Digital Access to Scholarship at Harvard (DASH) Dataset

Description:

DASH is Harvard's digital repository for scholarly articles, theses and dissertatinos, and other Harvard-affiliate generated literature. Harvard Library makes the bibliographic data openly available for all uses, with a standard set of APIs.

License:

Information about licensed rights to the DASH dataset is provided in the DASH Terms of Use.

API Access:

DASH supports two standard APIs for extracting article information: opensearch and OAI-PMH.

OpenSearch API

As of the November 9, 2009 (1.1.8) release, DASH includes an OpenSearch interface.  OpenSearch is a RESTful Web service that performs a query and returns search results as RSS or ATOM feeds.  It provides complete, unmediated access to the full power of DSpace's Lucene search engine; the UI  places inherent limitations on the queries you can construct.

OpenSearch URLs

The URL of an OpenSearch request starts with http://dash.harvard.edu/open-search/ (the trailing "/" is required).  All parameters are specified as query arguments after that: 

Parameter Name Description
query
Lucene query string (see below)
format Output format, must be one of: atom, rss, or one of the supported specific format versions, e.g. atom_1.0, rss_1.0, rss_2.0. No default.
scope Search is restricted to a collection or community with the indicated handle
rpp Number indicating the number of results per page (i.e. per request). Default is 10. Specifying 0 invokes the default, so to get all results use an improbably large rpp, e.g. 500.
start Number of the page to start with (if paginating results)
sort_by Index of sorting criteria (same as DSpace advanced search values). Must match a sort-option index in the DSpace configuration.

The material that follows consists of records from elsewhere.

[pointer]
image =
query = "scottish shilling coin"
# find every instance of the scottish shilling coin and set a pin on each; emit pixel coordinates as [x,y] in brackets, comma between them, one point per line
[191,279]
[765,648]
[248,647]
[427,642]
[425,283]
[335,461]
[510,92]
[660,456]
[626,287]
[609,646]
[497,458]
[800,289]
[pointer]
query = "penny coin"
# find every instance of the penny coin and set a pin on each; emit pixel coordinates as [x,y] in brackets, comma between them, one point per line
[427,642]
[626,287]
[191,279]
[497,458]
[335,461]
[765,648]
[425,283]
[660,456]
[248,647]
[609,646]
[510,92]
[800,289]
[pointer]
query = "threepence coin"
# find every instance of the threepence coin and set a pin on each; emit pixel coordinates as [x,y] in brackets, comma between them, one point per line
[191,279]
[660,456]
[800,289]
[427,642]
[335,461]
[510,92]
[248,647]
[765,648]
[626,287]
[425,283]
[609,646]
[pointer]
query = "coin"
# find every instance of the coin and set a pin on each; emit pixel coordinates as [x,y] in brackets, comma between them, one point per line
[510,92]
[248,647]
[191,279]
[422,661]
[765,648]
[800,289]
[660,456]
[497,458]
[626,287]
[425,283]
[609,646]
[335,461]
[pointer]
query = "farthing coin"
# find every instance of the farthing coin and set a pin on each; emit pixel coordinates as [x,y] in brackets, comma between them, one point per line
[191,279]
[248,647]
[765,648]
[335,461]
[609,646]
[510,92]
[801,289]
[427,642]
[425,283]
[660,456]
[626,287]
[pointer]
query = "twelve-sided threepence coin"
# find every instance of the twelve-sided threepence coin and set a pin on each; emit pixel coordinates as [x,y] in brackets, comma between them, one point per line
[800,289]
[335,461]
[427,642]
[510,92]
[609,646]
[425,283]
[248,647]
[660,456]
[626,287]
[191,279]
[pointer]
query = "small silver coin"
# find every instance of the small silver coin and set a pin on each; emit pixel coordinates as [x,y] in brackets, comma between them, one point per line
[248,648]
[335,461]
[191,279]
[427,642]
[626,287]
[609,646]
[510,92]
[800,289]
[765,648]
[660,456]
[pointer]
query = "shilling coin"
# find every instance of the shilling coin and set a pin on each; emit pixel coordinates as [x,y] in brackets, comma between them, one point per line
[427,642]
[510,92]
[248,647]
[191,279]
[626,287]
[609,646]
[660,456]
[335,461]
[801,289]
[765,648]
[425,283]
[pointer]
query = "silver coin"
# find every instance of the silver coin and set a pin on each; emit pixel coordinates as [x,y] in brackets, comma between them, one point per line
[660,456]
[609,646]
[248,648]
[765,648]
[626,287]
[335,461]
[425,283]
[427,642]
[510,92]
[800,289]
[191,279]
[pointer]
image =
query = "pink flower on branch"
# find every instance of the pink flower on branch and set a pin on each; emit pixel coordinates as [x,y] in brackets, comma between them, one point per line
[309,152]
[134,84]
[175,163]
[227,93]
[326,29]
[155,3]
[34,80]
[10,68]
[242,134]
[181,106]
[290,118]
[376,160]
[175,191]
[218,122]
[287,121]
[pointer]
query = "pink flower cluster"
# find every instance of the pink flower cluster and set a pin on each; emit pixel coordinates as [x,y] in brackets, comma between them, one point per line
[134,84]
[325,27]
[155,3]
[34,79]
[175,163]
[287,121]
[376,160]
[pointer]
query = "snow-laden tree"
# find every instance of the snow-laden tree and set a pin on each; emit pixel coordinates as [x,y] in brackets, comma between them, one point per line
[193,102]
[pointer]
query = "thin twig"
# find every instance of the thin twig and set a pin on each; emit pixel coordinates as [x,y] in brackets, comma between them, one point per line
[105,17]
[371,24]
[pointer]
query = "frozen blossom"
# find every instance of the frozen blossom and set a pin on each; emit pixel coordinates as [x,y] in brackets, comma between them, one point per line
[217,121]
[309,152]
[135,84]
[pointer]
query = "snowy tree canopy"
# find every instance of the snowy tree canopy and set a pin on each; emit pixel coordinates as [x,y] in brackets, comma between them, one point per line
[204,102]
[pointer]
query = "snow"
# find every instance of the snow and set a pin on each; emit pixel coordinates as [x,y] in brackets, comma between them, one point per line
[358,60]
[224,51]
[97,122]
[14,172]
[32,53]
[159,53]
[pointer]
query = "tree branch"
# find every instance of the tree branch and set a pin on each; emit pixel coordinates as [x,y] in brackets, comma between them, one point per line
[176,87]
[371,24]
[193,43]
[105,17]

Currently they are: 0 - by relevance (default) 1 - by title 2 - by date of issue 3 - by date of accession (i.e. submit date)
order Ordering of sorted entries, either ascending or descending. Only effective when sort_by is nonzero.

Lucene Query Syntax

The query string specifies what field (index) to match with a value.  It also supports Boolean combinations, ranges, proximity, and other advanced features.  The value of the query parameter must be in the Lucene query language (suitably escaped for inclusion in a URL, of course). 

Indexes

DASH is configured with the following indexes.  Not all of them appear on the Advanced Search page.

OpenSearch/Lucene name Advanced Search Description
default Full Text All metadata indexes and extracted text.
author Author Keyword in author name, wildcards and phrases acceptable.
author_authority n/a Authority key value of a Harvard-affiliated author.
title Title Keyword or phrase in title of article or journal.
subject Keyword Subject keywords (dc.subject.* fields)
abstract Abstract Keyword or phrase in the dc.description.abstract metadata field.
fasDepartment FAS Department Keyword or phrase matching FAS Department name
identifier Identifier Any of the identifiers such as DOIs and URLs associated with the work, including the published version, other sources, and the DASH NRS identifier.
issued Issue Date Date of issue (original publication), as full date.
issued.year n/a Year only of the date of issue.
accessioned n/a Date of accession, i.e. when the submission is entered into the archive.
accessioned.year n/a Year only of the date of accession.

 Search Hints

  • When matching FAS departments, search for an unambiguous phrase, e.g. fasDepartment:"Molecular and Cellular Biology", not just fasDepartment:biology.
  • Specify search terms in lower case to match case-insensitively.
  • Full dates are specified as YYYYMMDD, e.g. 20091031. See the  Lucene Query Language for further details about specifying ranges, etc.
  • To match a Harvard author by authority key, go to the DASH UI and choose "Browse by Harvard Author" from the Options menu.  Find your author, and copy the URL it links to.  That URL will contain query arguments including a value for "authority", this is the authority key you have to look for.  For example:
    http://dash.harvard.edu/browse?authority=0aa57a41c53b1ffad57d51bb715886d7&type=harvardAuthor
     becomes:
    http://dash.harvard.edu/open-search/?query=author_authority:0aa57a41c53b1ffad57d51bb715886d7

Examples

This gets an Atom feed for all of the articles by Stuart Shieber, using his Harvard-affiliated authority identification. They are ordered by descending issue date so newest papers appear first, although the year granularity may present a problem.

http://dash.harvard.edu/open-search/?query=author_authority:c9e989d522c0...

This shows all articles from the department of Molecular and Cellular Biology:

http://dash.harvard.edu/open-search/?query=fasDepartment:%22Molecular%20...

OAI-PMH API

We provide OAI-PMH access in conformity with its open standard.

As a DASH-specific example, here's an OAI-PMH url configured to show all articles in the Graduate School of Education collection ("set=hdl_1_3345928") for a
specified date range:

http://dash.harvard.edu/oai/request?verb=ListRecords&metadataPrefix=dashrdf&set=hdl_1_3345928&from=2010-01-01&until=2011-01-01

The resulting XML file contains metadata about each article and a url for the dash abstract page.